En un llamado urgente a la acción, la Organización de Naciones Unidas (ONU) y su Programa para el Medio Ambiente (Pnuma) han compartido cifras tan contundentes como preocupantes: cada año, más de 1.000 millones de toneladas de alimentos terminan en la basura alrededor del mundo. Este dato fue el epicentro del Día Internacional de Cero Desechos, celebrado este 30 de marzo en la sede de la ONU en Nueva York, una jornada que invita a la reflexión y al compromiso colectivo.
El escenario es paradójico. Mientras cientos de millones de personas viven con hambre, el 19 % de los alimentos producidos para consumidores se desperdicia, y un 13 % adicional se pierde en la etapa poscosecha. Así lo explica el Pnuma en su último reporte, que apunta además que el 60 % del desperdicio tiene lugar en los propios hogares, una realidad que nos invita a repensar nuestros hábitos cotidianos. Los servicios de alimentos y el comercio minorista completan el mapa del desperdicio, con un 28 % y 12 %, respectivamente.
El evento central, liderado por el Secretario General António Guterres, subrayó la urgencia de una transformación sistémica: se instó a consumidores, comercios, autoridades locales y gobiernos a modificar sus modelos de consumo y producción para revertir esta crisis. Es que la generación anual de residuos sólidos municipales asciende ya a 2.300 millones de toneladas, cifra que crece al ritmo del consumo insostenible y la falta de conciencia global.
No se trata solo de residuos: el desperdicio alimentario contribuye significativamente a la crisis climática. Según el Pnuma, la pérdida y derroche de alimentos genera entre 8 % y 10 % de las emisiones globales de gases de efecto invernadero, una cifra casi cinco veces mayor que la industria de aviación. Peor aún: el despilfarro de alimentos representa hasta un 14 % de las emisiones globales de metano, uno de los contaminantes más dañinos para el planeta.

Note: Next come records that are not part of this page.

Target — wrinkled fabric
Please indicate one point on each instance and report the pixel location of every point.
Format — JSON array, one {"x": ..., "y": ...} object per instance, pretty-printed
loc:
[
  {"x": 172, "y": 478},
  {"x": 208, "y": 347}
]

La directora ejecutiva del Pnuma, Inger Andersen, fue tajante: "No podemos permitirnos desperdiciar recursos preciosos ni asumir el costo anual de un billón de dólares que esto implica para la economía global". El Día Internacional de Cero Desechos se convierte así en un punto de inflexión, destacando la necesidad de conocer qué alimentos se pierde y cómo reducirlo para salvaguardar el medioambiente, promover la estabilidad económica y construir sociedades más resilientes.
Desde 2023, cada 30 de marzo busca sensibilizar sobre el problema y promover iniciativas que conduzcan al desarrollo sostenible. Ejemplos como Japón, que ha reducido el desperdicio de alimentos en 53 % desde el año 2000, y el Reino Unido, que logró una baja del 22 % desde 2007, evidencian que el cambio es posible si existe voluntad y políticas claras. Sin embargo, la mayoría de los países aún carecen de datos sólidos para monitorear su progreso rumbo al objetivo de reducir a la mitad el desperdicio de alimentos para 2030.
Las conmemoraciones de este año incluyeron eventos en ciudades como Estambul, Osaka, Brasilia, Ginebra, Nairobi y distintas zonas de China, demostrando que la lucha contra el desperdicio alimentario es global y requiere la suma de todos los esfuerzos. ¿Seremos capaces, como comunidad mundial, de cambiar el rumbo y devolverle valor a cada alimento producido?